September 11, 2011

Trade Center cross is not about religion

Photo by Samuel Li
When this story first appeared on Facebook, my debunker's alarm went off. The story is so outrageous, it defies belief. Atheists had sued to prevent an I-beam cross from the World Trade Center site from being displayed at the National September 11 Memorial and Museum.

Outrageous, but true.

An ABC news story quotes Dave Silverman, president of American Atheists, as saying: "It just so happens that the WTC was made out of T-joints and they found a T-joint. They put it in the church, kept in the church for years, prayed over it, blessed it. You don't get to do that just in the coincidence that your icon looks like a T-joint."

Why not?

Silverman described what actually happened. The cross was found at the site on Sept. 13 by Frank Silecchia, a New York City Fire Department worker. He found comfort in the sight of that T-joint, as did many others.

Silverman and his comrades seem to believe that freedom of religion, which includes the freedom to abstain from religion, requires the removal of all signs of religion from public life. This is patently foolish. In a country where we are guaranteed not only the freedom of religion but also the freedom of expression, those who find comfort in the shape of a T-joint have the right to express their faith and the right to have the evidence of that expression entered in the nations' historical record.

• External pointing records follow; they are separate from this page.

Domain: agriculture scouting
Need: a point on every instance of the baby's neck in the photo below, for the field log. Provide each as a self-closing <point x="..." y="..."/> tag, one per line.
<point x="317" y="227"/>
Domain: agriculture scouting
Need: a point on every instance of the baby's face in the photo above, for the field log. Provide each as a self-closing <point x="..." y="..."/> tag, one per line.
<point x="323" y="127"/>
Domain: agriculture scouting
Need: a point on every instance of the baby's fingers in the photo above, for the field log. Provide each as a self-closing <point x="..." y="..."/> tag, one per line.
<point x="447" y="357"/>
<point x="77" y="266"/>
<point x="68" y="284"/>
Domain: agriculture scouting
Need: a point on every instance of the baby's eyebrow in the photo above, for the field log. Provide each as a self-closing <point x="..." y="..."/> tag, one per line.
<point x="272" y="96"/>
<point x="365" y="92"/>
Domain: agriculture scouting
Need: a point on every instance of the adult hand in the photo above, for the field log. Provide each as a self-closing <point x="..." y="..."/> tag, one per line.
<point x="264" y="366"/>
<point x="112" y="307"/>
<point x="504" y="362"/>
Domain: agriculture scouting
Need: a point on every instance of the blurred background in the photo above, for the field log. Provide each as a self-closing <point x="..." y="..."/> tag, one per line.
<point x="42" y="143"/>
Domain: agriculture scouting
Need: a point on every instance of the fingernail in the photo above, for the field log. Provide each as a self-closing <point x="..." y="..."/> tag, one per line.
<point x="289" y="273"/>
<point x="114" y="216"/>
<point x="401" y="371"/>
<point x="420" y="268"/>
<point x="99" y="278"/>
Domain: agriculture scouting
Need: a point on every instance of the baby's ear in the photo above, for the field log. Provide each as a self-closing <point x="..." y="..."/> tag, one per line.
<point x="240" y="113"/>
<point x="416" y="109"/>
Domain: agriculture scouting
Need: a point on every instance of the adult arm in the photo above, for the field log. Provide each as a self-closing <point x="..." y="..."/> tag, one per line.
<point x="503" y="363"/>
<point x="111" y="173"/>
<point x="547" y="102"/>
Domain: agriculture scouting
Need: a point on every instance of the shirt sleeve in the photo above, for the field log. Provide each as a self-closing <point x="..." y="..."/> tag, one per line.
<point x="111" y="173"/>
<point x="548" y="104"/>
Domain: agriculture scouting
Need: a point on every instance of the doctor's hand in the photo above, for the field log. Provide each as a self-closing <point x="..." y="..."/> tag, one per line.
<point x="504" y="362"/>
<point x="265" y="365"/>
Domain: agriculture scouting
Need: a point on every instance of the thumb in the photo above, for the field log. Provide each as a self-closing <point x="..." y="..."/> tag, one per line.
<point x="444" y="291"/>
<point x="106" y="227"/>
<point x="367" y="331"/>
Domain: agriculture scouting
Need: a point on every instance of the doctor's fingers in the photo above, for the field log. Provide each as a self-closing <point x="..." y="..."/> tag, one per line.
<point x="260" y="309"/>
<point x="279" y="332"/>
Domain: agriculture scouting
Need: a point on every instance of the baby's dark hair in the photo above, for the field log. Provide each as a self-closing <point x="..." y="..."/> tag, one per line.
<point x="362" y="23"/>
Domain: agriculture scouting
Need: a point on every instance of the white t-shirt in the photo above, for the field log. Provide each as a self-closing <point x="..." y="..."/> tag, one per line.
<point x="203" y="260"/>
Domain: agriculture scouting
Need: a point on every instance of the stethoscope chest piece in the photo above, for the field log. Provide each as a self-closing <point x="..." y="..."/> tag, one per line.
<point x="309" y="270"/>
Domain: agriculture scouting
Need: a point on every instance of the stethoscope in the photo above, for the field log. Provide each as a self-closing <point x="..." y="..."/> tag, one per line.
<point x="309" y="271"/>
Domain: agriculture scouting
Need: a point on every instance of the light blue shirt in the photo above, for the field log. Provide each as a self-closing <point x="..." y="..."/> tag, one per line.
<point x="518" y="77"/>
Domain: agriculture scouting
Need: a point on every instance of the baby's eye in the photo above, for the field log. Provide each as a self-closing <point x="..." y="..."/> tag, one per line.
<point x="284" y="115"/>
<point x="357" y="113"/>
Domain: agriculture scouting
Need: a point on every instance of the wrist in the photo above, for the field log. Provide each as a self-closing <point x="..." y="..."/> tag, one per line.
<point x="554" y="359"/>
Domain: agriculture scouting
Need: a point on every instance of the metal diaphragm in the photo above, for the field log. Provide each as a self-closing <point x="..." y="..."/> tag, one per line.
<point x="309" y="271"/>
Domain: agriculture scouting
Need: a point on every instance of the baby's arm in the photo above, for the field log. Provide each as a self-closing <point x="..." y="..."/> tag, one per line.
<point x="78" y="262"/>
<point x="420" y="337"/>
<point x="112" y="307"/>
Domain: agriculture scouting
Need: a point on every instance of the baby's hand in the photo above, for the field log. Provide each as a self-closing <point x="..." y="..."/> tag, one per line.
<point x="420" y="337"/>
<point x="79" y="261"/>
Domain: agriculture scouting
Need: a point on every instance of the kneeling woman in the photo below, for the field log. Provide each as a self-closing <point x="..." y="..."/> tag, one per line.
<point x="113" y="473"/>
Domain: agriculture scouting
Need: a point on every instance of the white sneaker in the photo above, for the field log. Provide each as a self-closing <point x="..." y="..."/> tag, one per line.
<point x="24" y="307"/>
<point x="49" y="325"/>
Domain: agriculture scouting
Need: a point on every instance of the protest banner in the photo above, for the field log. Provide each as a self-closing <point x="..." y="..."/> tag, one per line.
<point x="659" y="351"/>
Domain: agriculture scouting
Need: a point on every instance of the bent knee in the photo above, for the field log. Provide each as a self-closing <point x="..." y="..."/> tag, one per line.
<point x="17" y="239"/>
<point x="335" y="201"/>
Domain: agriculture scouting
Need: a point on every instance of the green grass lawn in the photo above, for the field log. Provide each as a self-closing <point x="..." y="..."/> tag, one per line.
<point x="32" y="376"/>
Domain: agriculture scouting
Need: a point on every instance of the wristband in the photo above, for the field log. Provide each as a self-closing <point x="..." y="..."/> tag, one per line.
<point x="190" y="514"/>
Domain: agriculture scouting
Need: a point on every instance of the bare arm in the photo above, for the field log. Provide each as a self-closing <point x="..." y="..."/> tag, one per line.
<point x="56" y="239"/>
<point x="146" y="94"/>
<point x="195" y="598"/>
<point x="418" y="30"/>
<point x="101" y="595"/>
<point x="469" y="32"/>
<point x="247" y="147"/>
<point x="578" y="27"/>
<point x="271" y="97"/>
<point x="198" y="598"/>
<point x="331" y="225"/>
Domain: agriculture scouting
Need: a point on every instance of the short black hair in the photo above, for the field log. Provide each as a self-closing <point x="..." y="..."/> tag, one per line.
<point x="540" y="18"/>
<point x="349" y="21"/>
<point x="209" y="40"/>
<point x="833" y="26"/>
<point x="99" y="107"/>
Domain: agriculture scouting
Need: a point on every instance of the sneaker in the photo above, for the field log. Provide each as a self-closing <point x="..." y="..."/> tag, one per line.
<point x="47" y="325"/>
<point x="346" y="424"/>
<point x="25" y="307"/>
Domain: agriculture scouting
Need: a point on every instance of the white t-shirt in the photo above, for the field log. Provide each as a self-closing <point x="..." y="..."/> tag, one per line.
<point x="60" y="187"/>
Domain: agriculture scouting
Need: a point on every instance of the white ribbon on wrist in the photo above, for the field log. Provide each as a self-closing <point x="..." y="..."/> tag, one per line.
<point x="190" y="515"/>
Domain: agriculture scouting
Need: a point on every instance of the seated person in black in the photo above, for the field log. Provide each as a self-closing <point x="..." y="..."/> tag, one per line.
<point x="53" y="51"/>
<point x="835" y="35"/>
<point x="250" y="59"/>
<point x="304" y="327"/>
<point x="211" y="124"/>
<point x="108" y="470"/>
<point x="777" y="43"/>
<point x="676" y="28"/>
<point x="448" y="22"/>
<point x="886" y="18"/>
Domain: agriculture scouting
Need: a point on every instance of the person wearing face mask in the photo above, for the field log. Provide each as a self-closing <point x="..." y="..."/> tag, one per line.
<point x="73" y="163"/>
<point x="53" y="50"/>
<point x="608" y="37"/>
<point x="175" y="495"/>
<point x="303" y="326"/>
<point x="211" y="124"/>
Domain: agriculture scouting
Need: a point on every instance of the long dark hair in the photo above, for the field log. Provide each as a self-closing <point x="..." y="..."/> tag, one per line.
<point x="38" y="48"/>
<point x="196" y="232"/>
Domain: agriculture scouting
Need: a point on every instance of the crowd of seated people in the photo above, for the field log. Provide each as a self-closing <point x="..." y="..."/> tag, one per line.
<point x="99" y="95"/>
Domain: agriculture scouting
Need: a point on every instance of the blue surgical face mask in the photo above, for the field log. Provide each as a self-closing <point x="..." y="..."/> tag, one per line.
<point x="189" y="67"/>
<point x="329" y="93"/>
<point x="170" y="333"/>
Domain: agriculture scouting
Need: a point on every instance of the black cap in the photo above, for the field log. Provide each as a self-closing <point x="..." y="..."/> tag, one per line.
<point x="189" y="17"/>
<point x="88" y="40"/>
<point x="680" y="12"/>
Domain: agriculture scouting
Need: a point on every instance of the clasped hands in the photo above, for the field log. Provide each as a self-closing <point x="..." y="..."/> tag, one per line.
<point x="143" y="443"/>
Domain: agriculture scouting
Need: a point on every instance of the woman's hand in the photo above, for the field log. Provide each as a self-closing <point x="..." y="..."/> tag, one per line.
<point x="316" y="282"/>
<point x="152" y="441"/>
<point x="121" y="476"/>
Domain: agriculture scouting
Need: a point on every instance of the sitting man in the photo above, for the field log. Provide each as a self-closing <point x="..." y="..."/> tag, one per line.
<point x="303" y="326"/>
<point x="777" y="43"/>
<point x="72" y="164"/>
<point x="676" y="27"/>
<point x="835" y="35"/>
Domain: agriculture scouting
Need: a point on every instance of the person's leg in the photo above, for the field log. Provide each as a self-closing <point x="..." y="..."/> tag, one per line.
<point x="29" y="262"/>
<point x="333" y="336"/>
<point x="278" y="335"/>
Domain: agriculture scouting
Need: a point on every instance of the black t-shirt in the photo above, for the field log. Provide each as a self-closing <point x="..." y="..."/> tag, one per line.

Ultimately, then, the fight over this T-joint isn't about freedom of religion, or even freedom of speech. It's about history.

Jan Ramirez is the museum's chief curator. It is her responsibility -- and no one else's -- to decide which artifacts belong there and which don't. Silverman has no business telling her how to do her job. Ramirez must make her decisions based on the historical record.

A museum's purpose is to preserve memories and tell stories. Ramirez and her staff are tasked with ensuring that the museum records what happened on Sept. 11 and in the days that followed. That Silecchia found a T-joint, and that he and others found it meaningful, is part of the World Trade Center story and deserves to be told.